The conventional wisdom has it that for Australia to win a slot on the UN Security Council then it will have to do some serious schmoozing in Africa, which it otherwise chooses mostly to ignore. Australia, at last count, had six missions in continental Africa (Accra, Abuja, Cairo, Harare, Nairobi, Pretoria and over in the Indian Ocean, Port Louis), so we don't exactly have the place well covered. 

In this context, I'm wondering how the government will approach the schmooze-fest. Presumably, it would be a little too gauche to rock up just before the election and request the support of African states in return for asking nicely? I'm guessing, we'd at least need the veneer of some long-term engagement. If that's the case then perhaps we can expect a few more embassies to open up in the not too distant future — for example in Addis Ababa, home to the headquarters of the African Union.

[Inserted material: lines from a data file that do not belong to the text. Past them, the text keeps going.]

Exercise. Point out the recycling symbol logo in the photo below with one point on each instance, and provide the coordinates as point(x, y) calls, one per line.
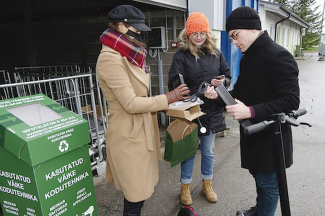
point(63, 146)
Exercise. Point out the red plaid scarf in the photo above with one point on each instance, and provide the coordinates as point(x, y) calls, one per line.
point(118, 42)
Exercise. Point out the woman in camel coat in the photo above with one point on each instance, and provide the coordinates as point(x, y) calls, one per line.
point(132, 138)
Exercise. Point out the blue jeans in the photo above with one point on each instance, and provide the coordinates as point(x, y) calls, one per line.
point(206, 147)
point(267, 193)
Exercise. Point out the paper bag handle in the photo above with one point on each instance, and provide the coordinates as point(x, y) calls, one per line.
point(188, 126)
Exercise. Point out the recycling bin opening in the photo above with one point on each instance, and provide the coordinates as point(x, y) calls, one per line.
point(47, 165)
point(34, 114)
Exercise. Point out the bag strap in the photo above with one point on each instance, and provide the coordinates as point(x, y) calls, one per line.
point(188, 126)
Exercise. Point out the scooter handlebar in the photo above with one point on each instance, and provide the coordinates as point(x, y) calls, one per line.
point(256, 127)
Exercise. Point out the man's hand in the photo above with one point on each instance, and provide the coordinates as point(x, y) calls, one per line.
point(178, 94)
point(210, 93)
point(218, 81)
point(239, 111)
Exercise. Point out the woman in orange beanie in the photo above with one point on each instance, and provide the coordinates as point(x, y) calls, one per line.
point(199, 60)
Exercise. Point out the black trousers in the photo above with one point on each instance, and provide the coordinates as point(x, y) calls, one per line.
point(131, 208)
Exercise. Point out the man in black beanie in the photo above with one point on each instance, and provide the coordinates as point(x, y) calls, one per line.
point(267, 84)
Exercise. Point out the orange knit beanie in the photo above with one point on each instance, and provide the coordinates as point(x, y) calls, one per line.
point(197, 22)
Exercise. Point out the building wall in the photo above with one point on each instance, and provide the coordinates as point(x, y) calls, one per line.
point(287, 33)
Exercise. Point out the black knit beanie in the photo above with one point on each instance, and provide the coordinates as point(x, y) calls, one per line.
point(243, 18)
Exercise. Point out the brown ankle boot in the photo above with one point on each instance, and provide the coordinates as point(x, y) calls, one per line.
point(208, 191)
point(186, 198)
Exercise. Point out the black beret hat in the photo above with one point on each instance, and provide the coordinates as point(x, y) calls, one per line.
point(128, 14)
point(243, 18)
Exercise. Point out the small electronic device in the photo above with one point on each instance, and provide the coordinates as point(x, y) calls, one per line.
point(181, 78)
point(221, 77)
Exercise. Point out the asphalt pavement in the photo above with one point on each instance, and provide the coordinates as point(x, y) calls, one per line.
point(234, 186)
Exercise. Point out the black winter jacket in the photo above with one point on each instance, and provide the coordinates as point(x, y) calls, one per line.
point(268, 81)
point(205, 68)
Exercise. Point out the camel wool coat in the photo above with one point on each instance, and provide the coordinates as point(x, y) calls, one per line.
point(132, 137)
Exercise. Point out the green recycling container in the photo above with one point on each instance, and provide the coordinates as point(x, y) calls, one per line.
point(298, 50)
point(45, 165)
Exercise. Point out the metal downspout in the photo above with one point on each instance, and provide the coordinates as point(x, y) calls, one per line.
point(276, 25)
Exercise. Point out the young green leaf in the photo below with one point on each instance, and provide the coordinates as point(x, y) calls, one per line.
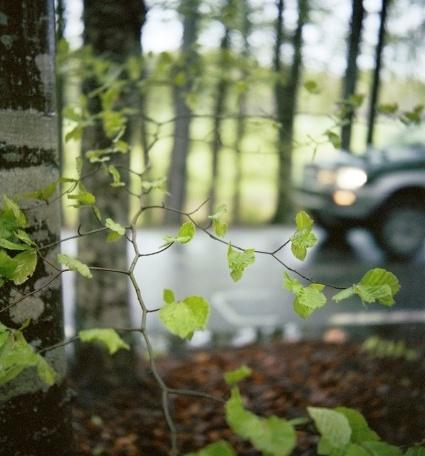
point(26, 263)
point(239, 261)
point(303, 238)
point(235, 376)
point(273, 436)
point(381, 449)
point(361, 431)
point(105, 336)
point(75, 265)
point(17, 355)
point(184, 317)
point(307, 299)
point(185, 234)
point(117, 229)
point(221, 448)
point(376, 285)
point(219, 226)
point(332, 426)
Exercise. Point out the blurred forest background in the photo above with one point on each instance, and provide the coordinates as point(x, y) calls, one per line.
point(236, 95)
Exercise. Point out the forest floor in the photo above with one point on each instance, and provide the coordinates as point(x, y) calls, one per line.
point(126, 419)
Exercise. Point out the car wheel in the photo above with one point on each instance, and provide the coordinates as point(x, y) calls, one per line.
point(400, 230)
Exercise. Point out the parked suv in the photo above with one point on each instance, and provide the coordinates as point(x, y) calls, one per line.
point(382, 190)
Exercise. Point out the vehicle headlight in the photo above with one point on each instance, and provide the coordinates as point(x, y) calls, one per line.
point(350, 178)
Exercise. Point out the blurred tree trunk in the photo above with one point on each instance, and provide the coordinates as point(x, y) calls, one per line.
point(376, 81)
point(33, 421)
point(286, 91)
point(242, 111)
point(219, 108)
point(184, 83)
point(351, 72)
point(112, 29)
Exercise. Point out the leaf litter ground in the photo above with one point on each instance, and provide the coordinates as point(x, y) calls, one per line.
point(126, 418)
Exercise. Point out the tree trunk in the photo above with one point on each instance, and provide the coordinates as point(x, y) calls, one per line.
point(219, 107)
point(242, 110)
point(376, 82)
point(34, 421)
point(350, 78)
point(113, 30)
point(286, 100)
point(177, 171)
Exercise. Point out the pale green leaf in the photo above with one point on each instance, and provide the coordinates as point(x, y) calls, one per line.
point(381, 449)
point(235, 376)
point(273, 436)
point(184, 317)
point(105, 336)
point(185, 234)
point(332, 425)
point(361, 431)
point(220, 448)
point(75, 265)
point(26, 263)
point(238, 261)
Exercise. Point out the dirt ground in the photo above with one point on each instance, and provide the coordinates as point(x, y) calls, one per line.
point(126, 419)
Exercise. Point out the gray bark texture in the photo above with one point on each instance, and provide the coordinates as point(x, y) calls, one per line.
point(376, 78)
point(178, 164)
point(351, 71)
point(286, 91)
point(34, 419)
point(219, 108)
point(112, 29)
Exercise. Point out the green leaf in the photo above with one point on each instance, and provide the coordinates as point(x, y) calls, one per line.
point(307, 299)
point(185, 234)
point(361, 431)
point(116, 176)
point(416, 451)
point(83, 197)
point(12, 209)
point(105, 336)
point(117, 229)
point(17, 355)
point(273, 436)
point(184, 317)
point(239, 261)
point(332, 426)
point(75, 265)
point(221, 448)
point(7, 265)
point(235, 376)
point(26, 263)
point(220, 227)
point(303, 238)
point(381, 449)
point(376, 285)
point(9, 245)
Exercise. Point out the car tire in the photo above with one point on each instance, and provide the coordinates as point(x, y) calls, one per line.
point(400, 228)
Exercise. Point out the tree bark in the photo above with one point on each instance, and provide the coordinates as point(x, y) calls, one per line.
point(34, 420)
point(219, 107)
point(112, 29)
point(376, 81)
point(177, 172)
point(351, 72)
point(242, 110)
point(286, 100)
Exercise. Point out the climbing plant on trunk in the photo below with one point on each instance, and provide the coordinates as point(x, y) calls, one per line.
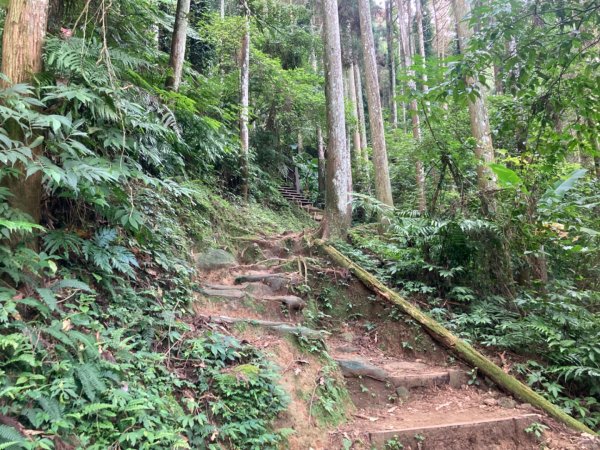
point(22, 43)
point(337, 197)
point(383, 188)
point(178, 42)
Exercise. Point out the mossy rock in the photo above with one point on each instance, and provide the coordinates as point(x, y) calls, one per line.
point(215, 259)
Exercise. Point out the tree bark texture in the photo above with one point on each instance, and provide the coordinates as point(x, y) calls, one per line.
point(421, 37)
point(244, 105)
point(337, 198)
point(413, 105)
point(391, 60)
point(178, 42)
point(480, 126)
point(361, 111)
point(25, 27)
point(459, 347)
point(356, 142)
point(383, 188)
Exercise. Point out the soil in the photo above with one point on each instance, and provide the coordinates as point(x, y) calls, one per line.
point(406, 391)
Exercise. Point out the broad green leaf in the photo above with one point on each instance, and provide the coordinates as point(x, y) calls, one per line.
point(506, 177)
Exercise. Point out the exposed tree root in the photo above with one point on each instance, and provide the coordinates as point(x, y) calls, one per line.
point(456, 345)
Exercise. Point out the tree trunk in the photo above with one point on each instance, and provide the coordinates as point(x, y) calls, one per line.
point(454, 344)
point(480, 126)
point(320, 146)
point(178, 45)
point(357, 145)
point(297, 180)
point(244, 104)
point(421, 36)
point(413, 105)
point(22, 44)
point(383, 188)
point(321, 163)
point(337, 198)
point(364, 143)
point(391, 62)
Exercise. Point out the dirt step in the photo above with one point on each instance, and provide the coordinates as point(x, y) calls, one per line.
point(280, 327)
point(408, 374)
point(277, 281)
point(253, 291)
point(450, 432)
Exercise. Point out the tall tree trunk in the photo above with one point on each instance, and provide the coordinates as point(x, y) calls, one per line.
point(22, 44)
point(337, 199)
point(421, 36)
point(320, 145)
point(244, 103)
point(596, 148)
point(178, 44)
point(364, 143)
point(480, 126)
point(389, 26)
point(383, 188)
point(413, 105)
point(321, 163)
point(356, 141)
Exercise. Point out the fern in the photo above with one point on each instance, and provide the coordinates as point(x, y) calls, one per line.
point(9, 437)
point(90, 378)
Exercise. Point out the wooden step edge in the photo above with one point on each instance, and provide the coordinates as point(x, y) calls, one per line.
point(442, 435)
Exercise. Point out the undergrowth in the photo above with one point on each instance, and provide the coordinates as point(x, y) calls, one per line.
point(551, 334)
point(96, 352)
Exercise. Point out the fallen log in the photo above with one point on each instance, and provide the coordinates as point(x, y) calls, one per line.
point(463, 350)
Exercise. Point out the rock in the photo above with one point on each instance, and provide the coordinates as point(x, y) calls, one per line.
point(291, 302)
point(224, 293)
point(215, 259)
point(507, 402)
point(347, 349)
point(526, 406)
point(276, 281)
point(259, 289)
point(490, 402)
point(402, 393)
point(456, 378)
point(359, 368)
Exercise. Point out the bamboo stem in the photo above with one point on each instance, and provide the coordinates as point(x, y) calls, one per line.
point(454, 344)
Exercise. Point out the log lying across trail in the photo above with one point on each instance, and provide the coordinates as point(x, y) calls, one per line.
point(463, 350)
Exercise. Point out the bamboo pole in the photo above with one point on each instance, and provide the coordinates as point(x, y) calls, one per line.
point(454, 344)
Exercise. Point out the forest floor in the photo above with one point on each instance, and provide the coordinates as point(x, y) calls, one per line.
point(359, 375)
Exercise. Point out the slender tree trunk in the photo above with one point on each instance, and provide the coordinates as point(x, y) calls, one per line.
point(391, 61)
point(383, 188)
point(337, 198)
point(321, 163)
point(178, 44)
point(22, 44)
point(596, 148)
point(357, 145)
point(413, 105)
point(297, 180)
point(421, 36)
point(320, 145)
point(244, 103)
point(364, 143)
point(480, 126)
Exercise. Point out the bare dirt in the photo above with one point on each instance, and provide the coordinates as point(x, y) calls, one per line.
point(417, 396)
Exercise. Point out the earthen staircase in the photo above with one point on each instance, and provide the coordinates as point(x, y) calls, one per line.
point(293, 196)
point(400, 403)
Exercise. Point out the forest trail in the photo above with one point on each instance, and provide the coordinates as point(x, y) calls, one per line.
point(401, 399)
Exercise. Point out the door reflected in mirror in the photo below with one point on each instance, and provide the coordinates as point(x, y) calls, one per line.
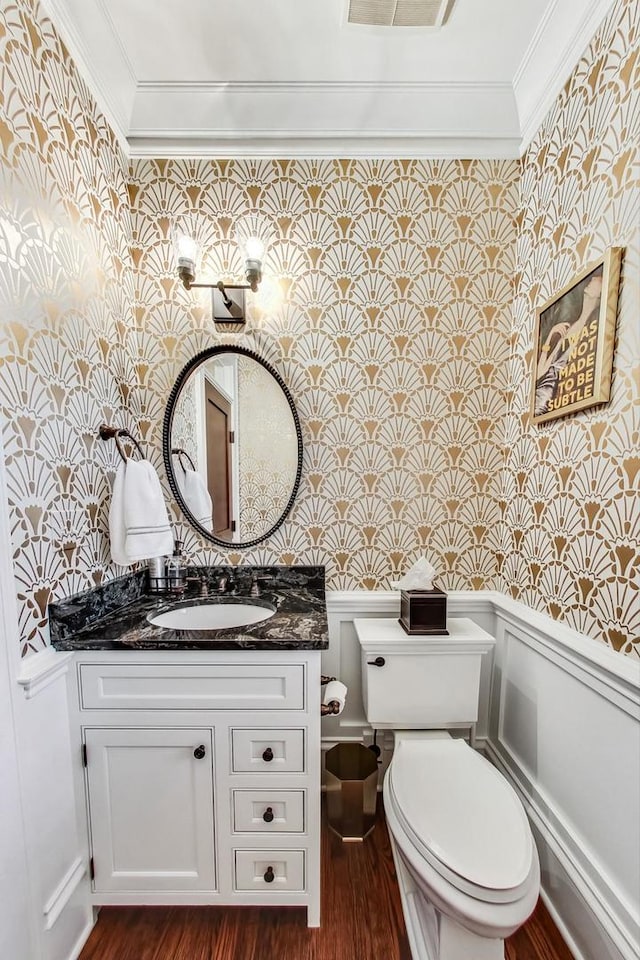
point(232, 446)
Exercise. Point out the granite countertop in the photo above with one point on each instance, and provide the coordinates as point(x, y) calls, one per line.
point(114, 616)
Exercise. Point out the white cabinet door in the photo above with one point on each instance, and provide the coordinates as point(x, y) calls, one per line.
point(151, 809)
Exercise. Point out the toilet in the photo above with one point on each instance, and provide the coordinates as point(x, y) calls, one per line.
point(466, 860)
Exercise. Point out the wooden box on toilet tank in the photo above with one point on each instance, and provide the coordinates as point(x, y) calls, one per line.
point(424, 612)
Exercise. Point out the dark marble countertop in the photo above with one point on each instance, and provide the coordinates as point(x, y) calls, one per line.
point(114, 616)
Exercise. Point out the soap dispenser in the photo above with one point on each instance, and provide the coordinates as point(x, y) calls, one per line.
point(176, 570)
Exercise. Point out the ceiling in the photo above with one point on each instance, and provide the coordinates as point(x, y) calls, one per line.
point(293, 78)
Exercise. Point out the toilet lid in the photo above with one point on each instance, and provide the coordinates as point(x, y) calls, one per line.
point(463, 816)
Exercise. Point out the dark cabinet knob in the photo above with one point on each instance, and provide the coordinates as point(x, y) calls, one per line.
point(378, 662)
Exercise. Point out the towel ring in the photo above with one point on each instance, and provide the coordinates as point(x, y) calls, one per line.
point(180, 453)
point(114, 433)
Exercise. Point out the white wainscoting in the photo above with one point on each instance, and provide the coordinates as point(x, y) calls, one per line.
point(560, 716)
point(565, 729)
point(45, 912)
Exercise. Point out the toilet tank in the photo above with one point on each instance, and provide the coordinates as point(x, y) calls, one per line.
point(413, 682)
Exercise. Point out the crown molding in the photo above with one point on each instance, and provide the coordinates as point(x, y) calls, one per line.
point(306, 119)
point(203, 145)
point(561, 39)
point(325, 119)
point(101, 61)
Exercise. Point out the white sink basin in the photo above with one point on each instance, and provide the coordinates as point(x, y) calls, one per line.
point(210, 616)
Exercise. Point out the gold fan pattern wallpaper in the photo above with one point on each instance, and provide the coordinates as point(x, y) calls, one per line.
point(570, 494)
point(398, 306)
point(392, 334)
point(66, 318)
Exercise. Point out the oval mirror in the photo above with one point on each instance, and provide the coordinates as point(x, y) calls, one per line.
point(232, 446)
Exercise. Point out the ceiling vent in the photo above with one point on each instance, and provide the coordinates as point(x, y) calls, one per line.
point(399, 13)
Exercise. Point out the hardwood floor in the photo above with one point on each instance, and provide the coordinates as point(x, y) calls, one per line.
point(361, 920)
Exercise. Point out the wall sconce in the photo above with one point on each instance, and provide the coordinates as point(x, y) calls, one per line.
point(227, 299)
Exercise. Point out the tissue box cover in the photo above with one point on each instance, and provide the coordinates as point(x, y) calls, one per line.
point(424, 612)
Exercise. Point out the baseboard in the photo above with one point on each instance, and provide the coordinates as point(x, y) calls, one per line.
point(82, 939)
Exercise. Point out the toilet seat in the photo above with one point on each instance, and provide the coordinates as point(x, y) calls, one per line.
point(463, 817)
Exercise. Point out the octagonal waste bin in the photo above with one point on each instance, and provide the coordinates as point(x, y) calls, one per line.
point(352, 787)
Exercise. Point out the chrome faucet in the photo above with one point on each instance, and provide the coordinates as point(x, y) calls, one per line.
point(255, 590)
point(226, 583)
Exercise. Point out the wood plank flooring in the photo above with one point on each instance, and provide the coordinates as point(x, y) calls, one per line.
point(361, 920)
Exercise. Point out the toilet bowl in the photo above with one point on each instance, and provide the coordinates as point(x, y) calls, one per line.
point(467, 857)
point(466, 860)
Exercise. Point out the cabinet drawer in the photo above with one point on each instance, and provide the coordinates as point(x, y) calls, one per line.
point(269, 871)
point(283, 810)
point(196, 686)
point(267, 751)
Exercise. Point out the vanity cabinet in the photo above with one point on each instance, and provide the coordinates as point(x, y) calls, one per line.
point(200, 776)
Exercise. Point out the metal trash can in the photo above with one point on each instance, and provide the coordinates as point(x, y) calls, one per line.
point(352, 787)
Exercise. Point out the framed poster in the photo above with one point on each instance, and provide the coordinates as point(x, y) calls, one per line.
point(574, 339)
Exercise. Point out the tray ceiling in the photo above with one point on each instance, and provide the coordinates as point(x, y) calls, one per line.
point(295, 78)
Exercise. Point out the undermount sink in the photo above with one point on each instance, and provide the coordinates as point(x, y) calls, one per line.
point(210, 616)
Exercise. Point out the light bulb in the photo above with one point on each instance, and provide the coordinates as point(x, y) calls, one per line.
point(187, 251)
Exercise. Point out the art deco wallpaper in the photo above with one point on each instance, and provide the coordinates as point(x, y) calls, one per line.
point(66, 318)
point(570, 491)
point(398, 306)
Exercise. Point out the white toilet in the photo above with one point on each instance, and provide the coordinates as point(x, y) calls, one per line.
point(466, 860)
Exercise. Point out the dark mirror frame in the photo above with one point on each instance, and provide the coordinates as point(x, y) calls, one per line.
point(195, 362)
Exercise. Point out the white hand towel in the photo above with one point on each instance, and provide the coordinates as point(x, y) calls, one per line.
point(147, 530)
point(117, 534)
point(196, 496)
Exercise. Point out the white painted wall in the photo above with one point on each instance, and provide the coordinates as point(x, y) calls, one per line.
point(44, 902)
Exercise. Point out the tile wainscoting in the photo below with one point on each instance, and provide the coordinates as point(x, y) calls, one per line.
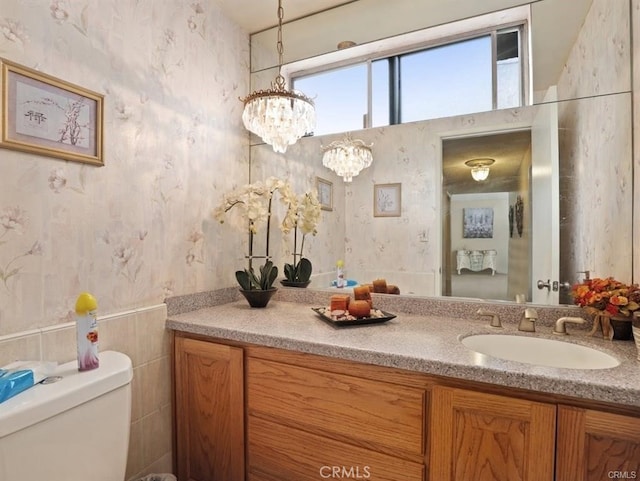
point(140, 334)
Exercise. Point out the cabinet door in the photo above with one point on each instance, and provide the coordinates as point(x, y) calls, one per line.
point(209, 411)
point(484, 437)
point(593, 445)
point(283, 453)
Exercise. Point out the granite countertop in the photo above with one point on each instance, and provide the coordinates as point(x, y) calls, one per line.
point(416, 342)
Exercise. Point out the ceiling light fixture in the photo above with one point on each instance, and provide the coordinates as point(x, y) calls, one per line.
point(479, 168)
point(277, 115)
point(347, 157)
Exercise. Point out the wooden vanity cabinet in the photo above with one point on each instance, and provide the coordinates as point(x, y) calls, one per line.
point(594, 445)
point(306, 424)
point(209, 411)
point(477, 436)
point(261, 414)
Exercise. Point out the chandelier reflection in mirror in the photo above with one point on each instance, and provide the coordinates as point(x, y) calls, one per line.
point(347, 157)
point(479, 168)
point(277, 115)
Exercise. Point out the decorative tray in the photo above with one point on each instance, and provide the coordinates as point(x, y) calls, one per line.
point(377, 317)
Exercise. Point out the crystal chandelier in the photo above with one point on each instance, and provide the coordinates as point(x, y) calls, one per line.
point(479, 168)
point(347, 157)
point(277, 115)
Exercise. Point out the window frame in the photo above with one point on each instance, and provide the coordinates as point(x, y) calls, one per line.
point(491, 23)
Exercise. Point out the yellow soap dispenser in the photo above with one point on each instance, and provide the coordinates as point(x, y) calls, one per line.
point(87, 332)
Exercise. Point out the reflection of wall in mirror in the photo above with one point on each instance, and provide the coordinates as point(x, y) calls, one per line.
point(498, 203)
point(412, 150)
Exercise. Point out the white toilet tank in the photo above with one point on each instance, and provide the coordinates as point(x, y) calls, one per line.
point(76, 429)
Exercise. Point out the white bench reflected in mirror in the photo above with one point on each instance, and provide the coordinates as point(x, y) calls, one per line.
point(476, 260)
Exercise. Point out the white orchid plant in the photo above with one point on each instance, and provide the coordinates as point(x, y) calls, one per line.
point(255, 202)
point(303, 215)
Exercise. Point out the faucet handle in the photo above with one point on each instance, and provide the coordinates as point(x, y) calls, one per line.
point(561, 328)
point(495, 318)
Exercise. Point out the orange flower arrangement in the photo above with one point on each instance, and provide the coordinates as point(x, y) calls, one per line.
point(607, 297)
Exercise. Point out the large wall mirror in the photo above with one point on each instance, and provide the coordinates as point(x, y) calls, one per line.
point(559, 193)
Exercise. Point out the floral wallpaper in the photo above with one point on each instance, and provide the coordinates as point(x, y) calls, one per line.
point(139, 228)
point(596, 177)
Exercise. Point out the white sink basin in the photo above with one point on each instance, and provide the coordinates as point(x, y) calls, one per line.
point(539, 351)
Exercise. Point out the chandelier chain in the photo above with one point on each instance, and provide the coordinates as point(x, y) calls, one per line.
point(280, 83)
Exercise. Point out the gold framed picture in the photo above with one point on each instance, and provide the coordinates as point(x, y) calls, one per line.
point(43, 115)
point(387, 200)
point(325, 193)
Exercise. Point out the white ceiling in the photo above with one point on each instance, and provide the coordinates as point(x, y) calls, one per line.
point(256, 15)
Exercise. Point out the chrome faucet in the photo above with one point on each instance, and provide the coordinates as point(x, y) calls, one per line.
point(495, 318)
point(561, 328)
point(528, 319)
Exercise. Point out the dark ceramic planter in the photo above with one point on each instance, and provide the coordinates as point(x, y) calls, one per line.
point(258, 297)
point(621, 329)
point(295, 283)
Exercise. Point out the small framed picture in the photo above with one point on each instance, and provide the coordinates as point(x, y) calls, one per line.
point(43, 115)
point(325, 193)
point(477, 222)
point(387, 200)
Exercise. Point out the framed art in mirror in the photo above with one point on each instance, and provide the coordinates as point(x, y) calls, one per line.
point(43, 115)
point(387, 200)
point(325, 193)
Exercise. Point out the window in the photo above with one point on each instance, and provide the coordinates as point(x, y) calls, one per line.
point(473, 73)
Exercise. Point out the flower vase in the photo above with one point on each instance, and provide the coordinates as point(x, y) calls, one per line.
point(295, 283)
point(613, 327)
point(635, 329)
point(621, 328)
point(258, 297)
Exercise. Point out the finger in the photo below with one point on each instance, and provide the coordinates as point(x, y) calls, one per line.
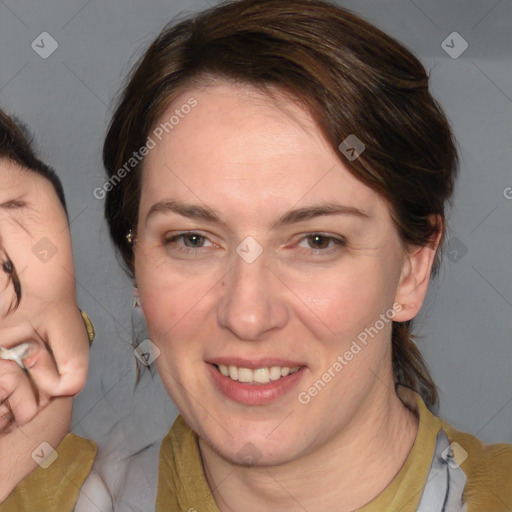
point(20, 400)
point(69, 344)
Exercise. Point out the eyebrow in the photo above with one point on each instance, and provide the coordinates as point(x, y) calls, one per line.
point(291, 217)
point(13, 204)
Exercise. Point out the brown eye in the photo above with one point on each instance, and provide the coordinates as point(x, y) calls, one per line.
point(193, 240)
point(317, 241)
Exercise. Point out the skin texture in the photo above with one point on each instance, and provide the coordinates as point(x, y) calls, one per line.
point(33, 221)
point(251, 159)
point(47, 312)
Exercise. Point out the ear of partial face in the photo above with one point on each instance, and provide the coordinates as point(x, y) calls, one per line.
point(59, 372)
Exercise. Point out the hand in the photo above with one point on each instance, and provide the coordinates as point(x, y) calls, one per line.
point(37, 295)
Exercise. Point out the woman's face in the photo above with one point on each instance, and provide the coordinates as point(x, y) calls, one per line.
point(257, 248)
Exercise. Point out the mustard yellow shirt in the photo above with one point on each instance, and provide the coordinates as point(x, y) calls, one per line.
point(182, 485)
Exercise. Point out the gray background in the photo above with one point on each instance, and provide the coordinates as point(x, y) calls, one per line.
point(465, 324)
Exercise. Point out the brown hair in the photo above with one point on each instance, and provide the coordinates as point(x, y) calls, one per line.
point(352, 78)
point(16, 146)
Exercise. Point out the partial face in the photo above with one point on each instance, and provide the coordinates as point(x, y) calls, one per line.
point(259, 254)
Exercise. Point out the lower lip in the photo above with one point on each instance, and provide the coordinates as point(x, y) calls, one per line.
point(254, 394)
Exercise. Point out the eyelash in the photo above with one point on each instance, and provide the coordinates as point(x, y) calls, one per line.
point(338, 243)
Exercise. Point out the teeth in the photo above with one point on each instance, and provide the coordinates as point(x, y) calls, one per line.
point(260, 375)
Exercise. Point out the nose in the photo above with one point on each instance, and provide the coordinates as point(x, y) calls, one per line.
point(253, 303)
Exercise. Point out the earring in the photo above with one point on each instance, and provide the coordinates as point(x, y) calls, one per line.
point(139, 327)
point(131, 238)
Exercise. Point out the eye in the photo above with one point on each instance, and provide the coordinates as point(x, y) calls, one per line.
point(321, 244)
point(187, 243)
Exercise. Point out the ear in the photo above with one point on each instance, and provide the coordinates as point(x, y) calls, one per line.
point(415, 276)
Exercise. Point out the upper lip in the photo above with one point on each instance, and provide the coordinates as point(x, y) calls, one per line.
point(253, 364)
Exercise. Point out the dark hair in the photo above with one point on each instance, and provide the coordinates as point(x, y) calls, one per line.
point(15, 145)
point(352, 78)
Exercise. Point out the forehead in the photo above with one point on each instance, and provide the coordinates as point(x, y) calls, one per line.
point(240, 147)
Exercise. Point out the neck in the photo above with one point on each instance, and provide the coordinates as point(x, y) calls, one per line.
point(347, 472)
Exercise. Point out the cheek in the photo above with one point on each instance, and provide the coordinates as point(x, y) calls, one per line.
point(172, 302)
point(346, 299)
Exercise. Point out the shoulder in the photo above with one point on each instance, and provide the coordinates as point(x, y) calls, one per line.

But even so, it would seem unlikely we'd be able to afford or be able to justify opening enough missions to adequately cover all of Africa, so presumably we will again resort to a series of roving envoys to lobby on our behalf (eminent, long-retired ex-diplomats better check their passport expiry dates).  And as for our aid to Africa, well the figure is still probably a little embarrassing to flaunt as a justification for supporting our candidacy ($116 million in 2008-09 for around a billion people). Does that mean we can expect to see at least a partial shift in aid flows from the Pacific and Asia to Africa?

However, the whole exercise doesn't have to be a one-off spendathon. The latest Lowy paper points to the boom many Australian resource companies are experiencing in Africa and our growing interests there. Twinning those interests with our expanding African engagement would be a good way to start.